Colombian and European politicians have petitioned the European Parliament to suspend trade deals with Colombia unless the Colombian government takes urgent action to address its poor human rights record. The proposal calls on commercial transactions between Europe and Colombia to take into account ‘the grave violations committed by the security forces in Colombia’.
The proposal was submitted by Luke Flanagan, an Irish member of the European United Left/Nordic Green Left movement which is formed of MEPs representing various progressive parties. It goes on to say that the ‘suspension can be partial and focus on economic sectors which benefit from the murder and displacement of the population, such as the production of palm oil and bananas.’ Other MEPs are encouraged to add their names to the proposal.
The move to pressure the Colombian government over its human rights record has also found political support in Colombia, specifically from the runner-up in the 2018 presidential election, Gustavo Petro. Currently a senator in the Colombian congress, Petro wrote to MEPs asking them to support the proposal and emphasising the European Parliament’s support for the peace process.
Petro also raised the recent killing of historian and political activist, Campo Elías Galindo, who was killed inside his home in Medellin on 1 October, as an example of just one of the hundreds of murders of social activists and human rights defenders since the peace agreement was signed just under four years ago.
State security forces have been implicated in multiple human rights abuses since President Iván Duque took office in August 2018. In regions such as Catatumbo, northeast Colombia, and Nariño, in the southwest, soldiers are accused of committing killings against civilians protesting the forced eradication of coca crops, a practice which appears to contravene the agreement’s stipulation on voluntary eradication. In November last year, defence minister Guillermo Botero was forced to resign following a military raid which killed at least eight minors. Earlier this year, the military was found to have been illegally spying on opposition politicians, human rights defenders, journalists and trade unionists.

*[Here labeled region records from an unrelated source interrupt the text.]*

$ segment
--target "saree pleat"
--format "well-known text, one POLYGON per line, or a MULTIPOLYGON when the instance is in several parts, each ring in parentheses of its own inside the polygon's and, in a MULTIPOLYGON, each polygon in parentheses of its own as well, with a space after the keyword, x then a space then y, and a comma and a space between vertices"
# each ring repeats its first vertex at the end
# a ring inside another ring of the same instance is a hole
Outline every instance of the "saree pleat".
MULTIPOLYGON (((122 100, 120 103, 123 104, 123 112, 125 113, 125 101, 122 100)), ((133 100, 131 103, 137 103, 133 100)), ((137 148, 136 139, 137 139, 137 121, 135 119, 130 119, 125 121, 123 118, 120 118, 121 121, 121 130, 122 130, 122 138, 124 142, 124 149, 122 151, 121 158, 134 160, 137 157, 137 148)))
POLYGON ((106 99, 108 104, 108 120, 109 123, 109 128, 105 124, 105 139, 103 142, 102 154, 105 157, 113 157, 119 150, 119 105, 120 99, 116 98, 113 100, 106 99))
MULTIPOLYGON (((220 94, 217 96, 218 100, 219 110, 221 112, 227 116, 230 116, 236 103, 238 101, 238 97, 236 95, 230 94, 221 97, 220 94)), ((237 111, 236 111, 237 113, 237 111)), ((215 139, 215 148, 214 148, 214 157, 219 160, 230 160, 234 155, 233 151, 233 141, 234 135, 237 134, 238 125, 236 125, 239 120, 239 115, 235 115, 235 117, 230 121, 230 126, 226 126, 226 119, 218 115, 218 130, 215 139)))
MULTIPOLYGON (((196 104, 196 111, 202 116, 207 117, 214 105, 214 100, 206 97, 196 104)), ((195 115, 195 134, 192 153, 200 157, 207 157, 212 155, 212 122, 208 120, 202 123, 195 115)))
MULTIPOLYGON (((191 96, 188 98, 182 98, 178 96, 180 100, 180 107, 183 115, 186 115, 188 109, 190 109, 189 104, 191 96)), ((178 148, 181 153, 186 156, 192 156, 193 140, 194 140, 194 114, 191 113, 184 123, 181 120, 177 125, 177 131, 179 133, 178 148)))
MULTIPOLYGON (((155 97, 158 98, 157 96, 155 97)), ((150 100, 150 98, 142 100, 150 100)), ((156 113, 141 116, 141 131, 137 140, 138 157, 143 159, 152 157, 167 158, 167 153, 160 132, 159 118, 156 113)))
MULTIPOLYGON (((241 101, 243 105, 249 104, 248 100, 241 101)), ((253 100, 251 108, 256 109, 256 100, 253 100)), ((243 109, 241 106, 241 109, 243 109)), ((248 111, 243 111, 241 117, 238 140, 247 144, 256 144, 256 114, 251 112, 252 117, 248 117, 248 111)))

Most recently, security forces are accused of major violations during protests in Bogota on 9 and 10 September over the police killing of Javier Ordóñez. The United Nations High Commissioner for Human Rights, Michelle Bachelet, said that police violence could have killed up to 13 people, while the mayor of Bogota, Claudia López, accused police of ‘shooting indiscriminately’ at civilians. The Supreme Court has also declared the police to have committed systematic violence and violated fundamental democratic rights in their attempts to suppress peaceful protest.